Western Watersheds Project v. United States Bureau of Land Management
ELR Citation: 53 ELR 20128 No(s). CV-21-01126-PHX-SRB (D. Ariz. Aug 9, 2023) (Bolton, J.)
A district court granted in part and denied in part environmental groups' motion for summary judgment in a challenge to BLM's 2020 decision to allow grazing in the Sonoran Desert National Monument. The groups argued the Bureau's amended resource management plan (RMP) violated FLPMA and the National Landscape Conservation System Act because it failed to comply with President Clinton's 2001 proclamation creating the monument; violated the National Historic Preservation Act (NHPA) by failing to follow procedural requirements; and violated NEPA by issuing a FONSI that "unreasonably dismissed" criteria that should have led the Bureau to produce an EIS, failing to consider an adequate range of alternatives, and failing to take a "hard look" at environmental effects.
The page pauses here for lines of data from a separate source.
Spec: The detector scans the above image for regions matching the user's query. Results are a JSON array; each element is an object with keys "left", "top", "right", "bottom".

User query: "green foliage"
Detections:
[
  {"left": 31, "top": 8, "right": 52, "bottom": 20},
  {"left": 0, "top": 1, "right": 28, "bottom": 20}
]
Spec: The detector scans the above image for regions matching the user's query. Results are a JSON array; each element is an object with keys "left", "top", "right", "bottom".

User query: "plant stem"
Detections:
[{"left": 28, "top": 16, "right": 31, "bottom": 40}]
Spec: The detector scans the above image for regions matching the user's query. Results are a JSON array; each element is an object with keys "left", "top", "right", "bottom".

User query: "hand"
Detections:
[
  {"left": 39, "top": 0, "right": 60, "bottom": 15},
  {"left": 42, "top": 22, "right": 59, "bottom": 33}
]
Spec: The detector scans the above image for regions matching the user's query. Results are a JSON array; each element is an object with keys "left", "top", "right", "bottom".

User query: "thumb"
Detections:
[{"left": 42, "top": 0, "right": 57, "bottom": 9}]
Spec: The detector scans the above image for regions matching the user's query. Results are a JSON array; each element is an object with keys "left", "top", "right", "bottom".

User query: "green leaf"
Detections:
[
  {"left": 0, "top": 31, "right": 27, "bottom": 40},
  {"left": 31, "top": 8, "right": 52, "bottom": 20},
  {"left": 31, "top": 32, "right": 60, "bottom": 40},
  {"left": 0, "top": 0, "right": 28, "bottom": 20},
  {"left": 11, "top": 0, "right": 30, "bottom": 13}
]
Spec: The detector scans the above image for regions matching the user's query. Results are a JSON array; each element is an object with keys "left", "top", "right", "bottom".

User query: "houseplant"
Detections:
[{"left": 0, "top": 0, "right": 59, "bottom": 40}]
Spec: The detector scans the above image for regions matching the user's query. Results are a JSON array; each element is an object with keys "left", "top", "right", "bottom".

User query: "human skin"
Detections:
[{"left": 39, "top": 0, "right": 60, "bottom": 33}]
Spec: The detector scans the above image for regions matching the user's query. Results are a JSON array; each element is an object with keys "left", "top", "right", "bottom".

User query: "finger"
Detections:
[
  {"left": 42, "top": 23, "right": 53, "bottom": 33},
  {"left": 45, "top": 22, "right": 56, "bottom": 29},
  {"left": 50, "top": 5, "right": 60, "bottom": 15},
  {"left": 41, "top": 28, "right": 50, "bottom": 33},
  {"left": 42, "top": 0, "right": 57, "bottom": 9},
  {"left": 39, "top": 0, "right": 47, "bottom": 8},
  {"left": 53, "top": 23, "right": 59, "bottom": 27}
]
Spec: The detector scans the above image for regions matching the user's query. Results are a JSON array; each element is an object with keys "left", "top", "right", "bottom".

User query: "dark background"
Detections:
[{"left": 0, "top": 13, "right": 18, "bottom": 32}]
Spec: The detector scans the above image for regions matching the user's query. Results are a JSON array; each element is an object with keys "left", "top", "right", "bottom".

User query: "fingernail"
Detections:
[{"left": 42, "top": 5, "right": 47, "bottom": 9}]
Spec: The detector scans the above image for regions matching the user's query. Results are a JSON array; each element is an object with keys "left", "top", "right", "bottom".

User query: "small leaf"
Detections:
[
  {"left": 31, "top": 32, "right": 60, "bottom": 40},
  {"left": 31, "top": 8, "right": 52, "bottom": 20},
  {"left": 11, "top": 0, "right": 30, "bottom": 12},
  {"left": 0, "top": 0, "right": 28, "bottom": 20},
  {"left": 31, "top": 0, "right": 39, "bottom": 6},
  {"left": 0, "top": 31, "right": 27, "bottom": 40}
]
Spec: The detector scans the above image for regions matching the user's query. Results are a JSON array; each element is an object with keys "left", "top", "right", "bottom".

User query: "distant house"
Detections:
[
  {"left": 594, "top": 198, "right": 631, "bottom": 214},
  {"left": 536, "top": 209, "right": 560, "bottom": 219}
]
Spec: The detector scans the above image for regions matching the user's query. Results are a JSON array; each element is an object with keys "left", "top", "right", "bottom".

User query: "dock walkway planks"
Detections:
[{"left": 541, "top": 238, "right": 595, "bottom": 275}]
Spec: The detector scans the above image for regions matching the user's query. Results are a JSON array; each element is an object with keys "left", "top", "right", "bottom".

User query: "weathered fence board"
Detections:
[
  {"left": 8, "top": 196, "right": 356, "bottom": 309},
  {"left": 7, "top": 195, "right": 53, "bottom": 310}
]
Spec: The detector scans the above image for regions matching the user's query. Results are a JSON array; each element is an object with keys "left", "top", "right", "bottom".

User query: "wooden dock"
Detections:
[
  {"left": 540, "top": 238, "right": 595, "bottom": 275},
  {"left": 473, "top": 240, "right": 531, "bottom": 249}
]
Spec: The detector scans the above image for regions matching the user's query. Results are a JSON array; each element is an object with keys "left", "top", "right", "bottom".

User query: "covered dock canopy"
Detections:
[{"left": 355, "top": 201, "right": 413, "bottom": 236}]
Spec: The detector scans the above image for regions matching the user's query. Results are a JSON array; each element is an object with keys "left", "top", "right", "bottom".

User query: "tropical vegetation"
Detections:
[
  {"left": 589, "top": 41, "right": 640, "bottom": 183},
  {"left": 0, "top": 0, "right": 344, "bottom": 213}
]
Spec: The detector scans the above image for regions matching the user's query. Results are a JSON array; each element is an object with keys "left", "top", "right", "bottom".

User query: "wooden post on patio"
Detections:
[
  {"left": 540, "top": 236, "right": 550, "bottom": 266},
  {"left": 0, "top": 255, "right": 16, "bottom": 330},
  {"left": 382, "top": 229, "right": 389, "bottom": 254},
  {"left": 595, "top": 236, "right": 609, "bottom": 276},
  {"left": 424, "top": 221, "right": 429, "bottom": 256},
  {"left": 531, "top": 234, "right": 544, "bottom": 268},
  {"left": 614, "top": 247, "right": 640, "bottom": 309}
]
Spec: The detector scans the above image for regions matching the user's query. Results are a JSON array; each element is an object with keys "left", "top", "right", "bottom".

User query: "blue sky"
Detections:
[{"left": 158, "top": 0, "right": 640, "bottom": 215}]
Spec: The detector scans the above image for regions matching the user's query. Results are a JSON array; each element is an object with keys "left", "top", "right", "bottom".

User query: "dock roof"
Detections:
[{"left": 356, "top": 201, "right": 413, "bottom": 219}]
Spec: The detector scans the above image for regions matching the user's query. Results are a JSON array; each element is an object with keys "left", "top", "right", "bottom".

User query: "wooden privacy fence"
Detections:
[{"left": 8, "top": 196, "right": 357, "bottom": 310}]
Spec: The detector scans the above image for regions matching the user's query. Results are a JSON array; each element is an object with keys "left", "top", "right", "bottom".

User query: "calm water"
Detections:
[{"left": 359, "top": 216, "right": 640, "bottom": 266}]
The court concluded the EA was inadequate because BLM unreasonably relied on an assumption that cattle would not stray more than 2 miles from a water source, and failed to consider certain environmental effects; it declined to determine whether the Bureau should have prepared an EIS. It further concluded the FLPMA claim was not ripe because the amended RMP was a planning level decision with no imminent impact on monument objects, and that BLM abided by the NHPA given the stage of agency decisionmaking and the Bureau's ongoing tribal consultation. It granted in part and denied in part summary judgment for the groups.